9:20am | What is it that the so-called Illuminati know that the rest of the world does not? Is it simply Socratic knowledge, that one knows no-thing? Since, if the nameless-reality that Hesiod calls “Chaos” is Parmenides’ “not-is,” then to know the “not-is” is what it is to know “nothing.” And this must be what Socratic knowledge amounts to: all that we call “knowledge” is based on appearances (called “representations”) filtered by the Mind. This is what he means when he says, “I know that I know nothing.”
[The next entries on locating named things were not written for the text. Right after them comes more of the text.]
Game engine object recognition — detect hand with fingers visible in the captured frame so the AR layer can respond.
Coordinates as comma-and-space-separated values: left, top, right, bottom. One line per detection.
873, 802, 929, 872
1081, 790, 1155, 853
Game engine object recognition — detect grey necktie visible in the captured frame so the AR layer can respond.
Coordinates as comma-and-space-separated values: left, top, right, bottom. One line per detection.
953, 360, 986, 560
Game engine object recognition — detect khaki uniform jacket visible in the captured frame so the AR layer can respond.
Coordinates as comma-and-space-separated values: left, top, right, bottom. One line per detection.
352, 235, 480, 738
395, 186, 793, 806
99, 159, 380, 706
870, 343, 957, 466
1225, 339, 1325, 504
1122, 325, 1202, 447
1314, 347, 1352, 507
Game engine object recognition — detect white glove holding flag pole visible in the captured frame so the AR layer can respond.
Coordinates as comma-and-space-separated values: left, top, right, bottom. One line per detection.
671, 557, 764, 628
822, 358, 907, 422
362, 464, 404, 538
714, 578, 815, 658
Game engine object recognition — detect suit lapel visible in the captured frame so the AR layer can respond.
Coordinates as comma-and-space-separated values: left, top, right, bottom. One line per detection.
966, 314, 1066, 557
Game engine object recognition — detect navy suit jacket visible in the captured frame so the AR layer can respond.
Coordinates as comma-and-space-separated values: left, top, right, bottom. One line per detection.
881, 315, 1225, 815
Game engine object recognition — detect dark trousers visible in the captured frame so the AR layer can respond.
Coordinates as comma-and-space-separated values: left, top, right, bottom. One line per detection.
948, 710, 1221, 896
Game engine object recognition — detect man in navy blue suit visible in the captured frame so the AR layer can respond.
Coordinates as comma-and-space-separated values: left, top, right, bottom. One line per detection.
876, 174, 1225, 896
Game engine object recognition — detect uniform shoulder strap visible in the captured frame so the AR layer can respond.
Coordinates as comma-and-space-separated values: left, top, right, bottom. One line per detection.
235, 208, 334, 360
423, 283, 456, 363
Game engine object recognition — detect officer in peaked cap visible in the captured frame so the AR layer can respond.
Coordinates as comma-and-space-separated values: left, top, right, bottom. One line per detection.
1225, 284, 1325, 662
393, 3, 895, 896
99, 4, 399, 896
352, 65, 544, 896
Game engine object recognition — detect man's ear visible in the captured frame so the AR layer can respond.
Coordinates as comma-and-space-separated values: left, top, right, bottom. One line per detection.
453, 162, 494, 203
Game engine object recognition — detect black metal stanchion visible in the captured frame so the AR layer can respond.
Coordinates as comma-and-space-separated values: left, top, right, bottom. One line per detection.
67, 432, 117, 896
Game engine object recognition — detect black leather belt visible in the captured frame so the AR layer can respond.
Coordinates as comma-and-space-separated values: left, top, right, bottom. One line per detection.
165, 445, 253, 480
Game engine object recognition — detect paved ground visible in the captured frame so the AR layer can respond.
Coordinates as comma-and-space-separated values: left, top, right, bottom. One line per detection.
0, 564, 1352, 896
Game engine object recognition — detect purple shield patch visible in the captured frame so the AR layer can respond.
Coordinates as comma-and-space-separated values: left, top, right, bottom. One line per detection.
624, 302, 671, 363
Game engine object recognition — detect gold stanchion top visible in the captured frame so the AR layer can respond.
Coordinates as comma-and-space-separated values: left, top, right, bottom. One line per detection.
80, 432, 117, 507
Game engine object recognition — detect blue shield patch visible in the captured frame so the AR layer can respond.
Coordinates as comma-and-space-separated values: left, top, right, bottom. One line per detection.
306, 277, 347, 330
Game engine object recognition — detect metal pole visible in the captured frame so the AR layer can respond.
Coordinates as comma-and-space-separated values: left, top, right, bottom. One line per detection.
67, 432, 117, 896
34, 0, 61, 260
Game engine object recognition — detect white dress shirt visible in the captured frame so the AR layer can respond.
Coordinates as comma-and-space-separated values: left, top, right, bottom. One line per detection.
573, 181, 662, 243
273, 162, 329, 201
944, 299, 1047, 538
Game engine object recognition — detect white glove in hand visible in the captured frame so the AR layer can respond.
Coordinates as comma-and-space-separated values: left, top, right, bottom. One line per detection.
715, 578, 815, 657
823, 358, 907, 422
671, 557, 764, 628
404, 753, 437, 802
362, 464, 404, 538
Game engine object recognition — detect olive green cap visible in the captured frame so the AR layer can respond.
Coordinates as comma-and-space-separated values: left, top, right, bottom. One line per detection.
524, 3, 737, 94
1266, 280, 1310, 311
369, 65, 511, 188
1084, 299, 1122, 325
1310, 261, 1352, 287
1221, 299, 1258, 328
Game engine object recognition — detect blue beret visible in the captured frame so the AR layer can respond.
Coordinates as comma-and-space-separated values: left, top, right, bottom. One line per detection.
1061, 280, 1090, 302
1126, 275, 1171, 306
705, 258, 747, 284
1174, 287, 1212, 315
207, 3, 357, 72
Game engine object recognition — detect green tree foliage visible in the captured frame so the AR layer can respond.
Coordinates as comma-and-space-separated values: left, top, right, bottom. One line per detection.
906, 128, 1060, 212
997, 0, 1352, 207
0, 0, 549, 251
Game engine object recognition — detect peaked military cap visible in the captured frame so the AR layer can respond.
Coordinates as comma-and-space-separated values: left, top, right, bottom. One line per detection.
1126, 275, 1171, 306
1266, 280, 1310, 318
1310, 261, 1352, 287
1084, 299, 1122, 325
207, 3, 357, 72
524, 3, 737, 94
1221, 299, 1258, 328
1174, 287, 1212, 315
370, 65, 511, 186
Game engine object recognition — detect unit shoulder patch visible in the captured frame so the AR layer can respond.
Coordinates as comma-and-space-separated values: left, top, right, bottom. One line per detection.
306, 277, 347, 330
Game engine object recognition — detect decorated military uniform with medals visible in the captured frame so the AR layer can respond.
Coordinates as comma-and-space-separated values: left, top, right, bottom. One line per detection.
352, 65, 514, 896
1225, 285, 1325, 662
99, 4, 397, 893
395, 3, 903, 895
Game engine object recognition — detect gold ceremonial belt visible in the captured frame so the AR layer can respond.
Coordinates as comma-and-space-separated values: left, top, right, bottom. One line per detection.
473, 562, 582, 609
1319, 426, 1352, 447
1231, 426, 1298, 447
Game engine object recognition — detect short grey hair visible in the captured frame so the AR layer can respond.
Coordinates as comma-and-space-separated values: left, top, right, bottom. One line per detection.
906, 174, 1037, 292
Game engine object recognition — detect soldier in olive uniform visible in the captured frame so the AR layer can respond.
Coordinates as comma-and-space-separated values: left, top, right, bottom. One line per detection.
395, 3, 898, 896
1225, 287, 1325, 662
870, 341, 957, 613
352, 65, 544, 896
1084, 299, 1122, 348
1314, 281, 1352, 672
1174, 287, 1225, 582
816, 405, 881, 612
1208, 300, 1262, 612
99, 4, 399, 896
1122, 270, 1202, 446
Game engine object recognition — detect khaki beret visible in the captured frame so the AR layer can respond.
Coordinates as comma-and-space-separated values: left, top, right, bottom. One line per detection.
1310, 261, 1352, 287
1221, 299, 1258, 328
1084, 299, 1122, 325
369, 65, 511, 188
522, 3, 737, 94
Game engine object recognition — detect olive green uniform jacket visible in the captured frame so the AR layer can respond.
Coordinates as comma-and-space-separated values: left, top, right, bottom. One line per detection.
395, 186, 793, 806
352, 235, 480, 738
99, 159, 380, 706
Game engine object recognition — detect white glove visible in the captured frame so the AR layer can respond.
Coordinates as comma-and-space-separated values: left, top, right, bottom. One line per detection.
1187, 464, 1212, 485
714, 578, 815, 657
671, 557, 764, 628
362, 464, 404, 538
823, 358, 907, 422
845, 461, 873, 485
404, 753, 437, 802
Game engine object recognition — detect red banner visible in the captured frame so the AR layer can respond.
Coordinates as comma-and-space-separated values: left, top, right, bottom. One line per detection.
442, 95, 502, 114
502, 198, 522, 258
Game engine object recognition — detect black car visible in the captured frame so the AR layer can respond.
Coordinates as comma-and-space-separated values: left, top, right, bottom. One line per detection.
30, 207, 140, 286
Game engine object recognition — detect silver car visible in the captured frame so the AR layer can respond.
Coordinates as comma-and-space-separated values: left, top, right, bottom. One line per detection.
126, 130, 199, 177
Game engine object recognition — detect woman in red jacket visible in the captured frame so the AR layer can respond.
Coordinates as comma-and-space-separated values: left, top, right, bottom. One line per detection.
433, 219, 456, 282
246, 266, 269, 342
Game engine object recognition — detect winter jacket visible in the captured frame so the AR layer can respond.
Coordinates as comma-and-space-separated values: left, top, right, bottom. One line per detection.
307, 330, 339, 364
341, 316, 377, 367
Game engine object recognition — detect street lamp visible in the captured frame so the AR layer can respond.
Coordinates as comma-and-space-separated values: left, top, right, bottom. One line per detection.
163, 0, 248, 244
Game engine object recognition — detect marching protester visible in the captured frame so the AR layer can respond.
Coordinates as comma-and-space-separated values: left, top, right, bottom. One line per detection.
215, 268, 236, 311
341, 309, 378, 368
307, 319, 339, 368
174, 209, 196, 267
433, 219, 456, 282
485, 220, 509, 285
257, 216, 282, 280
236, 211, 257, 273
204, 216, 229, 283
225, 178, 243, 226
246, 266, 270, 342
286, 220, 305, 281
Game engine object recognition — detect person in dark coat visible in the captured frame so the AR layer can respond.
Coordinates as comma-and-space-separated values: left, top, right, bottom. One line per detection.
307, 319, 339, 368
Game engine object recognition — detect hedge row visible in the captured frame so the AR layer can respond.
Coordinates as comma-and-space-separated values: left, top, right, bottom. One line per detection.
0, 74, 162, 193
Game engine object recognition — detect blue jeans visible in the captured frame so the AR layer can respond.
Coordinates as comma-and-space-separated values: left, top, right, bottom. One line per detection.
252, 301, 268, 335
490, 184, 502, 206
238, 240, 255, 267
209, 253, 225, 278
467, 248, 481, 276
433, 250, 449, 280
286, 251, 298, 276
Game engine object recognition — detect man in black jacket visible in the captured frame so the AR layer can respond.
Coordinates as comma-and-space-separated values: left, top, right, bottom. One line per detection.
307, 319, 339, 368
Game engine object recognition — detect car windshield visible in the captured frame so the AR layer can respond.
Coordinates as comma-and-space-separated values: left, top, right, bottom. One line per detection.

And how do you learn this? How do you learn what “no-thing” is? And furthermore, if you know “no-thing” to be true, then how do you know that you do indeed know “no-thing”? Sensitivity. Sensitivity teaches you this — that you know “no-thing”; which, presumably, results in being intellectually humble. Hence, the barrage of questions that seem to his interlocutors to be intrusive and even sometimes accusing; ironically, his questions come from his “intellectual humility.” After all, paradoxes are both difficult to explain and to understand. A serious student would do well to ask lots of questions if they wish to understand something quite difficult…
And so, it is this fact that Socrates knows that he knows no-thing that proves that Socrates’ questions are necessarily sincere. That is, they are not rhetorical questions. They’re very genuinely questions.